This recipe has no dairy, soy, egg, or gluten, and is based on one from Gluten-Free Girl & the Chef, with many many thanks.
Stir quickly while mixing together:
- 30 g ground flaxseed meal (or 15g ea flax & chia)
- 60 g boiling-hot water
Set this aside to cool.
- 1½ tsp yeast
- 1 Tbsp honey
- ½ C lukewarm water
Set aside about 10 minutes, until bubbly.
In a large bowl combine:
- 100 g gluten-free oat flour
- 100 g blanched almond flour, finely ground
- 100 g teff flour
- 100 g buckwheat flour
- 85 g potato starch
- 85 g arrowroot powder
- 2 tsp salt
- 2 tsp baking powder
- ½ tsp baking soda
- 6 Tbsp apple cider vinegar
- ¼ C lukewarm water or coconut milk
Combine ingredients of all bowls together, mixing well (a stand mixer is great, but not required). The dough should look moist, not like dough made from flours containing gluten. Add an extra ¼ C water/coconut milk if more moisture is needed.
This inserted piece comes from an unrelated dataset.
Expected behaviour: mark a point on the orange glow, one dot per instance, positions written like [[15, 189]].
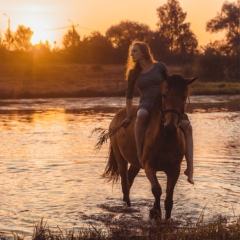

Turn the dough into an oiled bowl, cover with plastic, and set in a draft-free place to rise (about 2 hours).
Line a cookie sheet with parchment paper. Once dough has risen, lightly wet (or oil) hands, then divide dough into 8-9 equal-sized balls. Place dough balls onto parchment paper. Preheat oven to 450°, and allow rolls to rise while oven is preheating. Bake.